The lack of advance knowledge and the district's requests for zoning changes to allow new schools has infuriated neighbors.

"We're against (new schools) when they require special use permits and rezoning," said Carroll Varner, president of the North West Citizens Association.

The association weighed in on the recent move to site a school at Lone Mountain Road and Conough Lane. The association represented members opposed to the school, to be named Leavitt Middle School.

Nearly equal numbers of residents for and against the proposed school crowded a contentious Clark County Commission meeting in June where commissioners voted to allow the zoning to build the school.

Residents opposed to the school said it should be built instead nearby at Ann and Campbell roads on land that the federal Bureau of Land Management could have turned over to the district for free.

Other neighbors -- especially those with children -- said they wanted the school.

The case not only pitted neighbor against neighbor, but put once-friendly politicians on opposite sides of the fence.

The school district said it wanted the new middle school at the Ann and Campbell site, but couldn't wait for the BLM property transfer. The BLM had delayed the transfer because of a request from the city of Las Vegas.

County Commissioner Lance Malone later publicly blamed delays on the city, which angered City Councilman Larry Brown. Brown said he agreed -- against his best instincts -- to a request from Malone and the county for a delay on the property transfer.

The flap split the two politicians, who in the past have generally agreed on issues in their overlapping districts.

Dickens said even if the Ann and Campbell site had been ready for transfer, it would have generated similar opposition there. The quandary for the school district is that siting a new school generates opposition anywhere they put it, she said.

The Ann and Campbell site will likely become home to a new school in any case within the next few years, she said.

That fight is typical almost every time a new school shows up on planning maps. People living in older, established neighborhoods often resent the noise and traffic associated with schools.

With a new school also comes restrictions on business activity in the area and that upsets plans by developers.

The planned new schools that generate the most contentious debate are often in areas that are lightly populated, with few would-be students.

"People say, 'There are no children here. Why are you putting it here?' " Dickens said.

But with the valley's population boom, it's not long before the houses and the children arrive, Dickens said.

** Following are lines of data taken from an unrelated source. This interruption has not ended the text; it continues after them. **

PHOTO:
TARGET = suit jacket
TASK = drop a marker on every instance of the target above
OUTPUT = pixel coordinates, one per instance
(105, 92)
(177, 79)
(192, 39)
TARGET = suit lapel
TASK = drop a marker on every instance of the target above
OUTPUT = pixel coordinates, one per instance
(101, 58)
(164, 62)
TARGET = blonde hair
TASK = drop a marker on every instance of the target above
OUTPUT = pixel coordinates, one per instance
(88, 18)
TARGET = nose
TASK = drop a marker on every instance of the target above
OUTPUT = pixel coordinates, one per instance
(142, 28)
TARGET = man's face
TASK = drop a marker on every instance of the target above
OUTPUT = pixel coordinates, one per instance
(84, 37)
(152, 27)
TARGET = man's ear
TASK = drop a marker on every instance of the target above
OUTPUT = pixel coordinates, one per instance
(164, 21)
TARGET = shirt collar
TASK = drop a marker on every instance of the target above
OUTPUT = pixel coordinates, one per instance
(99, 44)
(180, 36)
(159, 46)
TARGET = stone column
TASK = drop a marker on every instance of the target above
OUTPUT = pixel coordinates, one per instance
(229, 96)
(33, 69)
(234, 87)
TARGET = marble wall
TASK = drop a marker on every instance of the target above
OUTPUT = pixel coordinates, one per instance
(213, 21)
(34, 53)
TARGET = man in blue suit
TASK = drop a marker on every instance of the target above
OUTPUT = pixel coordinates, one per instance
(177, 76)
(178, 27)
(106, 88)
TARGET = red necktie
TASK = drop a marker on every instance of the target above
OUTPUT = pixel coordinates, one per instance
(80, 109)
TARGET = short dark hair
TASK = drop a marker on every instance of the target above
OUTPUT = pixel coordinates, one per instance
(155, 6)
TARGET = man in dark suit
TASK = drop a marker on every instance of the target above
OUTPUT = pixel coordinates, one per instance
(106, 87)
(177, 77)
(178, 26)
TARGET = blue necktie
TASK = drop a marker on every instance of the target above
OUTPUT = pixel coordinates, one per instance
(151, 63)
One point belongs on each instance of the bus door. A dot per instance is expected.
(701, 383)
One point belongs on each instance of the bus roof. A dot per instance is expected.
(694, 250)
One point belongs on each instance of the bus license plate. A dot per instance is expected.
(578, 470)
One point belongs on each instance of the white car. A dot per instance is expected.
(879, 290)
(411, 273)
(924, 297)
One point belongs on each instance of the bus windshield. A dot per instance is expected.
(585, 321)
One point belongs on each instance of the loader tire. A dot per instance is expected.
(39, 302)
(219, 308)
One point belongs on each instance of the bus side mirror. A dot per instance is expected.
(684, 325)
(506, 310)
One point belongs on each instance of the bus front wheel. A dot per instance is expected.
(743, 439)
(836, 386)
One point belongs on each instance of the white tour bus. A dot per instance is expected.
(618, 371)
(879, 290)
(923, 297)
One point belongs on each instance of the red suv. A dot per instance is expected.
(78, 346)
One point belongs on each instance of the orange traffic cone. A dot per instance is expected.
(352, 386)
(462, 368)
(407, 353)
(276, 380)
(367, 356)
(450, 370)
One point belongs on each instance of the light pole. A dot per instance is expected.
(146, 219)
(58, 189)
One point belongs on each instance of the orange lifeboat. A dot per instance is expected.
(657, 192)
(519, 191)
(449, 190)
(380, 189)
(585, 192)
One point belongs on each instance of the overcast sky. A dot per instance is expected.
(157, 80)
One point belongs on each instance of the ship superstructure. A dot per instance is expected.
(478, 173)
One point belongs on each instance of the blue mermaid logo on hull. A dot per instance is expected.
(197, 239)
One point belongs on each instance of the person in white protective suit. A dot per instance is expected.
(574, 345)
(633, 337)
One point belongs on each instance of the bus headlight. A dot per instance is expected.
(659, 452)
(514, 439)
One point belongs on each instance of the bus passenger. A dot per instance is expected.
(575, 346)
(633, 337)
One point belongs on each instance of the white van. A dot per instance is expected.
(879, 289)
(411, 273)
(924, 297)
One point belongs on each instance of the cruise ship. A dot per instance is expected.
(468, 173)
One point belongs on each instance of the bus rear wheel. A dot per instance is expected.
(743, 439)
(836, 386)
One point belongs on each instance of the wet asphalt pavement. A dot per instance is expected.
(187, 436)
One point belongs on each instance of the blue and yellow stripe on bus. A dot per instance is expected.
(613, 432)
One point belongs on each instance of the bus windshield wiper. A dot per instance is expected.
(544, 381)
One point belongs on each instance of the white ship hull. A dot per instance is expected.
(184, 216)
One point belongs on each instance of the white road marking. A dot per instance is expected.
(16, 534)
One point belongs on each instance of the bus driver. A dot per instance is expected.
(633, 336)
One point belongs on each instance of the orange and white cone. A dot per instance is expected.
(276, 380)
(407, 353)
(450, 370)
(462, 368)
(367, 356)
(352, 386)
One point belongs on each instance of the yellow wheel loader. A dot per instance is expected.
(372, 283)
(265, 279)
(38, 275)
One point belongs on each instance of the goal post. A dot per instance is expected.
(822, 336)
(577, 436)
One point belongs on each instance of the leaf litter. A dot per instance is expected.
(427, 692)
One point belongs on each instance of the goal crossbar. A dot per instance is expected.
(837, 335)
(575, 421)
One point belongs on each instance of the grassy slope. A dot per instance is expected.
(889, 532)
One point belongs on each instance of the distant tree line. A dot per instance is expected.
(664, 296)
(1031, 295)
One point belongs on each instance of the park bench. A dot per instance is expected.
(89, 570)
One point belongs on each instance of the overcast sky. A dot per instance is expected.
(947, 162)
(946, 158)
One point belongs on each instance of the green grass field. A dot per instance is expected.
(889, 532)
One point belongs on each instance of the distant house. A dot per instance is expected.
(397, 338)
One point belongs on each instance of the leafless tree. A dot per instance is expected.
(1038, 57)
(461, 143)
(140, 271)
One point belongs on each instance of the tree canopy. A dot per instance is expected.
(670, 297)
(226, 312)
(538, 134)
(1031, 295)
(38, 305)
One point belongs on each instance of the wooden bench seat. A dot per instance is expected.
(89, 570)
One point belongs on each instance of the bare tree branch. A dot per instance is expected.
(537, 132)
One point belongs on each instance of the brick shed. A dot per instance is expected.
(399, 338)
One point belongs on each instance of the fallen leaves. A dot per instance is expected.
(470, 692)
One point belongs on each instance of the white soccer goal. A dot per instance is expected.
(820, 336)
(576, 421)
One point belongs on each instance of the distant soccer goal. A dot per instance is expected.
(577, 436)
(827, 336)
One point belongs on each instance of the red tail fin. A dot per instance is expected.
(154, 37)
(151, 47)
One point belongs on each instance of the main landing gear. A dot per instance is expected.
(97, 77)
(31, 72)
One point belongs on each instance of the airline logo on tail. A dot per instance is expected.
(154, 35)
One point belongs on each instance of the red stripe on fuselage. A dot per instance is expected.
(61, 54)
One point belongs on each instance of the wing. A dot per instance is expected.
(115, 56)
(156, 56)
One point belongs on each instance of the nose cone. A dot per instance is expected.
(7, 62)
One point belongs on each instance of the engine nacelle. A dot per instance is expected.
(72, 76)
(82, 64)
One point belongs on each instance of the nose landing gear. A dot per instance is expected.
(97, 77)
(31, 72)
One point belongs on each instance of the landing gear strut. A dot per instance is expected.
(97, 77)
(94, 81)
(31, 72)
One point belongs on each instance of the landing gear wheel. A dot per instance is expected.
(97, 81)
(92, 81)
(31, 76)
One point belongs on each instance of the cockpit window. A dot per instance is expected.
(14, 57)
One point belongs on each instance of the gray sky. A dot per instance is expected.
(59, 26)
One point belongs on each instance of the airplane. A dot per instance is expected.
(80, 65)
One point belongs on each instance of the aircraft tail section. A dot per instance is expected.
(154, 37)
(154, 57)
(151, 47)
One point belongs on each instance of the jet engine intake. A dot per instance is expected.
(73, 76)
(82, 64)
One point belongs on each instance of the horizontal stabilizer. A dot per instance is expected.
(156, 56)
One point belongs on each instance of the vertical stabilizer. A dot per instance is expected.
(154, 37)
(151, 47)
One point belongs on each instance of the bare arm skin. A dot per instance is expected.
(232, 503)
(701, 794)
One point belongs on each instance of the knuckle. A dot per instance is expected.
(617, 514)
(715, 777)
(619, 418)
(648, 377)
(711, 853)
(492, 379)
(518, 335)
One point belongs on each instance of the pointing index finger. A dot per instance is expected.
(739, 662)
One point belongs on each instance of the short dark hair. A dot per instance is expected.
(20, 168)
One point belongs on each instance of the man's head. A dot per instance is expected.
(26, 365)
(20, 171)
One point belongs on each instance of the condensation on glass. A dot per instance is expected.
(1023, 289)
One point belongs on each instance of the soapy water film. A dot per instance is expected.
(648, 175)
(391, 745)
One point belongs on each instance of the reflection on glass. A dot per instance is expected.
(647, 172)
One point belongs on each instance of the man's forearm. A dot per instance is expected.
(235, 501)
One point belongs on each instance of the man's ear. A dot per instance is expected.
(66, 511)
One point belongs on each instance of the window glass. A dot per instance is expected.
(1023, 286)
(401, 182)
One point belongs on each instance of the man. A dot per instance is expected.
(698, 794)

The schools fill up as fast as they are built.

Schools serve as a magnet for new residential development, Dickens said.

"We know that when we build schools, houses go up all around us," she said.

The intermixed problems of too many students, not enough schools, not enough places to put them and people who don't want them in their neighborhoods isn't going to go away soon, said Mark Bird, a professional planner and adjunct professor at the Community College of Southern Nevada.

"This is something that's not temporary. It's permanent," he said. "These problems are just going to escalate."

In the face of growth as rapid as Clark County's, students often are the losers, Bird said. That could be the reason for the district's poor overall performance on standardized tests, he said.

"Boom towns typically have poor educational attainment because of instability in the school system," he said.

The impact is greatest on the youngest students, who often rely on teachers to be surrogate parents and schools to be surrogate homes, especially when both parents are working, Bird said.

With new schools coming on line throughout the year, school boundaries are constantly shifting. That means students who haven't even moved are forced to change schools.

Pat Herron, the district's assistant superintendent for facilities, says that lack of stability is a real liability.

He points out that Madison Elementary north of downtown, one of the Clark County schools that is on state probation because of low test scores, has a 51 percent turnover rate.

"If you didn't have the kids last year, and won't have them next year, how are you going to bring their test scores up?" he asked.